Stanford EE Computer Systems Colloquium

4:30 PM, Wednesday, March 13, 2019
Shriram Center for Bioengineering and Chemical Engineering Room 104
http://ee380.stanford.edu

Natural Language Processing for Production-Level Conversational Interfaces

Karthik Raghunathan and Arushi Raghuvanshi
Cisco Systems

About the talk:

Conversational applications often are over-hyped and under perform. While there's been significant progress in Natural Language Understanding (NLU) in academia and a huge growing market for voice based technologies, NLU performance significantly drops when you introduce language with typos or other errors, uncommon vocabulary, and more complex requests. This talk will cover how to build a production quality conversational app that performs well in a real world setting.

We will demonstrate an end-to-end approach for consistently building conversational interfaces with production-level accuracies that has proven to work well for a number of applications across diverse verticals.
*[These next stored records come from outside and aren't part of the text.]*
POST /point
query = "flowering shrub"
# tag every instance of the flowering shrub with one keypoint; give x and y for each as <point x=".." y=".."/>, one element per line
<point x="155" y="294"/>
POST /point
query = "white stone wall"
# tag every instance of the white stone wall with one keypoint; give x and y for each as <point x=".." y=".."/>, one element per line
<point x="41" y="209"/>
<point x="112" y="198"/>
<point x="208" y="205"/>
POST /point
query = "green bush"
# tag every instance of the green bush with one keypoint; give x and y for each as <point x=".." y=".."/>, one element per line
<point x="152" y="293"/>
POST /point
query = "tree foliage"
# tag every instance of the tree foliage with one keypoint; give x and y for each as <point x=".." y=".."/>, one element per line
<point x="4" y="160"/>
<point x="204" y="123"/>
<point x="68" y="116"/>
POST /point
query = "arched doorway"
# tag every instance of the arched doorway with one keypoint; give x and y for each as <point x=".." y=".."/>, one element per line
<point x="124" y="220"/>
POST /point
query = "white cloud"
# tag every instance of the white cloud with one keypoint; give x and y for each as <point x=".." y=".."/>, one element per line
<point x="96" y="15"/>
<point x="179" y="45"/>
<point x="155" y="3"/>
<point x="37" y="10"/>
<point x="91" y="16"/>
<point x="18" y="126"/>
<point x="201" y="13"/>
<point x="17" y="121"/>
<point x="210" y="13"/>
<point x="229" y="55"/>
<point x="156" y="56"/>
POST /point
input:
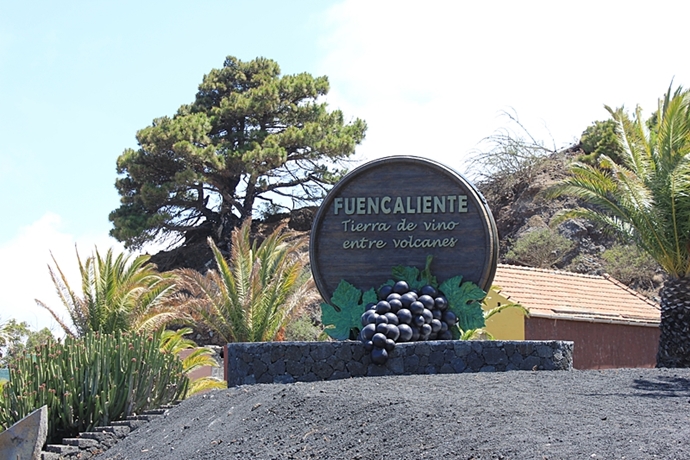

Building successful conversational interfaces involves choosing the right use case, collecting clean and relevant data, and breaking down the NLU problem into a series of solvable sub-tasks. All of today’s most widely used conversational services have been built using a similar hierarchical NLU pipeline of domain-intent-entity classification that has become an industry standard, which we will discuss in detail.

Our architecture further improves on this standard domain-intent-entity classification and dialogue management architecture by leveraging shallow semantic parsing. We observed that NLU systems for industry applications often require more structured representations of entity relations than provided by the standard hierarchy, yet without requiring full semantic or syntactic parses which are often inaccurate on real-world conversational data. We describe our approach and demonstrate how it improves the performance of conversational interfaces for non-trivial use cases.

We end the talk by discussing the additional challenges in building a voice assistant rather than a text-based chatbot. Large vocabulary domain-agnostic Automatic Speech Recognition (ASR) systems often mis-transcribe domain-specific words and phrases. Since these generic ASR systems are the first components of most voice assistants in production, building NLU systems that are robust to these errors can be a challenging task. We describe a few potential methods for handling ASR errors in the NLU pipeline, especially in the entity classification and resolution component which is most susceptible to poor performance from ASR errors.

After this talk, attendees will have a better appreciation for the challenges and nuances of building real-world NLU systems, as well as a high level understanding of the best practices and components needed to build their own production quality conversational assistant.

Slides:

Download the slides for this presentation in PDF format.

Video:

To access the live webcast of the talk (active at 16:28 of the day of the presentaton) and the archived version of the talk, use the URL SU-EE380-20190313. This is a first class reference and can be transmitted by email, Twitter, etc.

A URL referencing a YouTube view of the lecture will be posted HERE a week or so following the presentation.

About the Speaker

[speaker photo] Karthik Raghunathan is the Head of Machine Learning at Cisco's Webex Intelligence Group. Karthik used to be the Director of Research at MindMeld, a leading AI company that powered conversational interfaces for some of the world's largest retailers, media companies, government agencies and automotive manufacturers. MindMeld was acquired by Cisco in May 2017. Karthik has more than 10 years of combined experience working at reputed academic and industrial research labs on the problems of speech, natural language processing, and information retrieval. Prior to joining MindMeld, he was a Senior Scientist in the Microsoft AI & Research Group, where he worked on conversational interfaces such as the Cortana digital assistant and voice search on Bing and Xbox.

Karthik holds an MS in Computer Science with Distinction in Research in Natural Language Processing from Stanford University. He was co-advised by professors Daniel Jurafsky and Christopher Manning, and his graduate research focused on the problems of Coreference Resolution and Statistical Machine Translation. Karthik is a co-inventor on two US patents and has publications in leading AI conferences such as EMNLP, SIGIR and AAAI.

[speaker photo] Arushi Raghuvanshi is a Senior Machine Learning Engineer at Cisco through the acquisition of MindMeld, where she builds production level conversational interfaces. She has developed instrumental components of the core Natural Language Processing platform, drives the effort on active learning to improve models in production, and is leading new initiatives such as speaker identification. Prior to MindMeld, Arushi earned her Master's degree in Computer Science with an Artificial Intelligence specialization from Stanford University. She also holds a Bachelor's degree from Stanford in Computer Science with a secondary degree in Electrical Engineering. Her prior industry experience includes time working at Microsoft, Intel, Jaunt VR, and founding a startup backed by Pear Ventures and Lightspeed Ventures. Arushi has publications in leading conferences including EMNLP, IEEE WCCI, and IEEE ISMVL.